Pela minha parte sou um simples professor. Não tenho obras publicadas nem contatos com figuras públicas. Sou anónimo. Mais duas diferenças: apesar de ter o mesmo curso de Gastão Cruz, sai da faculdade quando ele entrou, e estou bastante mais a par do Acordo, pois nele reconheço aspetos negativos mas também positivos. E a diferença fundamental: a ortografia de antes ou depois do A.O. não me afeta, pois a minha vida não depende da imobilidade indispensável a quem escreve por profissão.
Há dois tipos de portugueses adultos: os que “deram a volta” e se atualizaram e continuam a sonhar, e os que “não deram a volta” e estacionaram, satisfeitos com as posições já alcançadas.
Como professor lecionei durante décadas Português no estrangeiro, principalmente na Alemanha, e Língua Portuguesa para Estrangeiros na Faculdade de Letras. Ao longo da vida dediquei-me somente a estudar a nossa língua e devo confessar que só comecei a compreendê-la em profundidade depois de vários anos a ensinar universitários estrangeiros e a tentar responder às suas perguntas e dúvidas. Até então eu era um docente interessado e culto, que pensava dominar perfeitamente a língua portuguesa, depois de a ter usado, estudado e ensinado ao longo de muitos anos.
Ao tentar esclarecer as dúvidas e questões que os meus alunos europeus, asiáticos, americanos, africanos e oceânicos me punham, tentando compreendê-las por comparação com a descrição que me iam fazendo da gramática das suas línguas maternas, descobri que a língua que eu falo não é tão perfeita como eu julgava.
A nível mundial o Português que falamos é uma língua com origem num latim muito bárbaro, com forte influência do grego e do árabe, para além de outras, como o francês e modernamente o inglês. Comparada com outras é uma língua um tanto confusa e bastante ilógica, com vagas e antiquadas regras, que pouca gente conhece e respeita. E o que é errado, depois de repetido milhões de vezes, torna-se correto.
Compreendi que o Português só poderá ter valor como língua importante quando deixar de ter variações locais em diferentes continentes. E descobri também que quase todos os alunos estrangeiros queriam afinal aprender Português para futuras ligações, integrações e negócios com o Brasil, Angola, Moçambique, Guiné, Macau, Timor etc e também para poderem depois ensinar Português nos seus próprios países.
A relativamente poucos interessa aprender o “Português só de Portugal”: só para turismo de férias, namoro ocasional, segunda residência de estrangeiros reformados ou falso casamento negociado para permitir a entrada na Europa.
Esta descoberta surpreendeu-me e causou-me problemas, ao reconhecer que afinal não dominava a língua mundial que os alunos pediam que lhes ensinasse.
Felizmente as línguas são na sua essência faladas.

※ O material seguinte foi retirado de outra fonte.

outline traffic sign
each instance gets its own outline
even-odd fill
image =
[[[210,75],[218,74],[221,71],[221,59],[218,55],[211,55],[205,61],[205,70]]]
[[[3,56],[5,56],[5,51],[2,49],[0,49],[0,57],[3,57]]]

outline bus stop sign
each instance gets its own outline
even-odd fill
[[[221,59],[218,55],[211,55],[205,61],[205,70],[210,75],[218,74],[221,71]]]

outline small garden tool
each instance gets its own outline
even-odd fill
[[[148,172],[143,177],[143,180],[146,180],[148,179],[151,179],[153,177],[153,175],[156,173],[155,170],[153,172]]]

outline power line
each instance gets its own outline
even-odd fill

Quando nascemos não sabemos falar. Aprendemos a comunicar com as pessoas que nos estão próximas por ruídos, gestos e finalmente pela fala, que nos acompanha e vai evoluindo ao longo da vida. Só anos depois compreendemos que não é possível falar com pessoas que estão longe de nós. Informam-nos ser possível comunicar por nuvens de fumo, reflexos de espelhos, bandeirolas em mastros. Obrigam-nos depois a ir para a escola e a reproduzir por escrito os sons com que comunicamos com as outras pessoas. Mas criam regras nem sempre claras, para nos cercear a liberdade.
A ortografia é sempre uma tentativa de acompanhar a fala, e esta, como a língua é viva, vai-se alterando lentamente e evoluindo ao longo do tempo. Vão aparecendo novas invenções a que é preciso dar nome e desaparecendo outras tornadas inúteis, às quais ninguém mais se refere.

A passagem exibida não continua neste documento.